It is, unfortunately, not a surprise at all that the publication in question is Time. My comments will be in red--and let's just go ahead and start with the piece's would-be provocative, but sadly laughable title:
The Push to Ordain Female Priests Gains Ground
No, it doesn't. Not in any universe that the author might inhabit. Not if we're talking about members of the Catholic Church, that is. Anglicans--old story. Various splinter "Catholic" groups who number a handful of members and dissent about tons of things and haven't been part of Rome for decades or centuries--again, old story. But the Catholic Church herself? Ain't gonna happen.
Alta Jacko is the mother of eight children. She is also an ordained priest in the Roman Catholic Church. Um, no, she isn't. Her ordination is canonically invalid. She is nothing but a pretend priestess. Sorry, Ms. Jacko, but you can't be a priest any more than the Pope could be a mother. Jacko, 81, no fool like an old fool, eh? who earned her master's degree in pastoral studies from Loyola University, a Jesuit Catholic school, says that being a priest is what she was called to do. Which highlights one of my major complaints about Catholic higher education--it ain't Catholic. All those parents spending wads of debt to send their children through Loyola would have been better off, from a salvation perspective, to send their kids to the local community college while giving them opportunities to volunteer in various solidly Catholic ministries.
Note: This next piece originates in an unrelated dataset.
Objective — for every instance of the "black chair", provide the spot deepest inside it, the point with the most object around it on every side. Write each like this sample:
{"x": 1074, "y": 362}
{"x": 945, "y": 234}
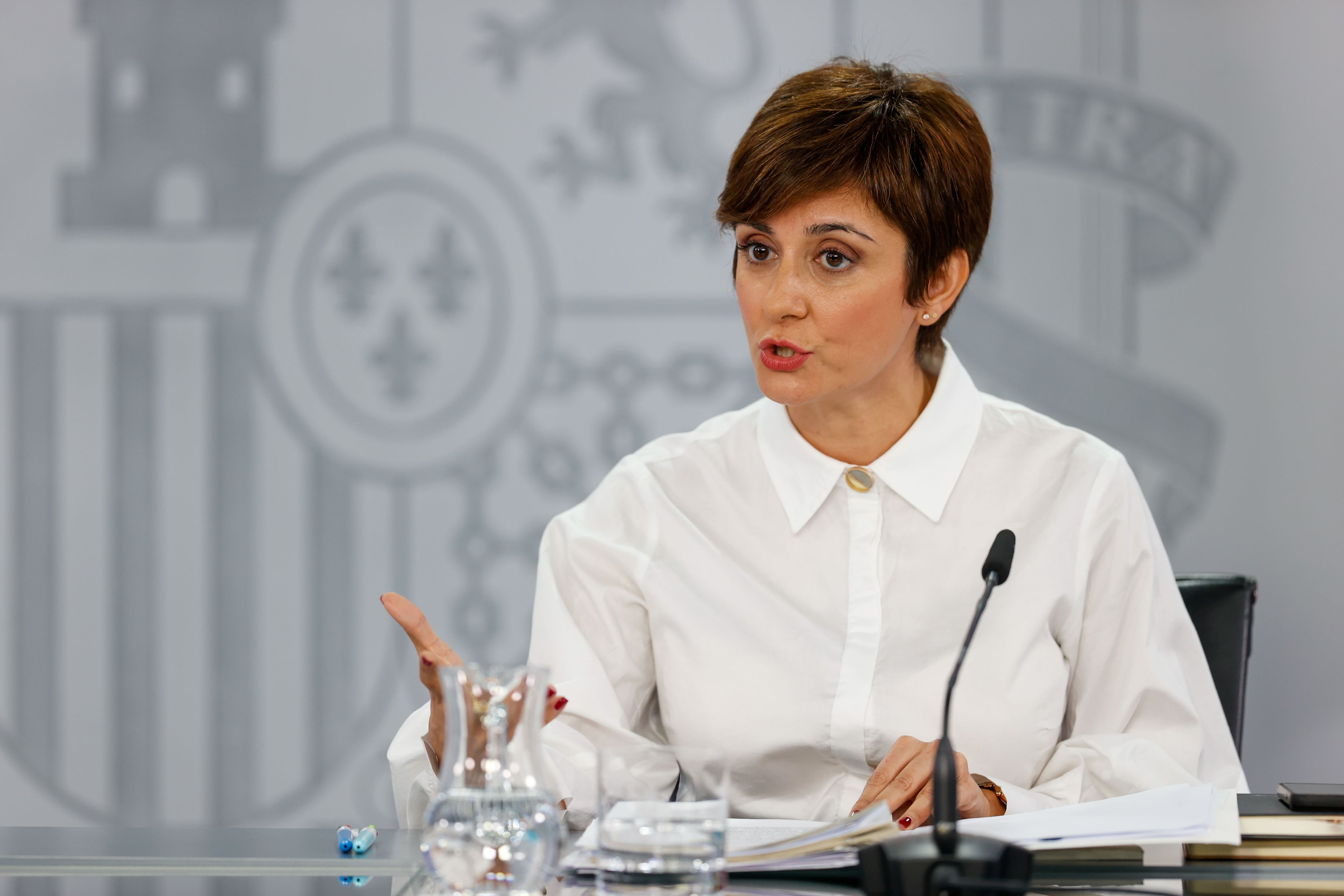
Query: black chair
{"x": 1224, "y": 609}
Officially, of course, the Catholic Church's canon law 1024 says that only baptized men can receive holy orders. Oh, let's bury this one. Because if you start your article with this one, you're just admitting that your whole article is a bunch of MSM hooey aimed at drumming up controversy where there really isn't any. But there is a movement against the no-women rule, one that began eight years ago when a cluster of renegade male clerics (including a European bishop whose identity the female priests won't reveal in order not to risk his excommunication) ordained see above: no, they didn't; all they did was excommunicate themselves and the women they pretended to ordain the first women. Now, in Jacko's hometown of Chicago, three women have entered into the priesthood. Sigh. Again, no they haven't. If I walk into a Chicago school and declare myself to be a licensed teacher based on a sham license some rogue superintendent gave me...oh, wait--bad example; this is Chicago, after all. But Jacko and these other women still are not priests: deluded, selfish, silly, foolish, anti-Catholic women, sure, but not priests. No matter how many times some half-baked idiot writing for Time declares them to be.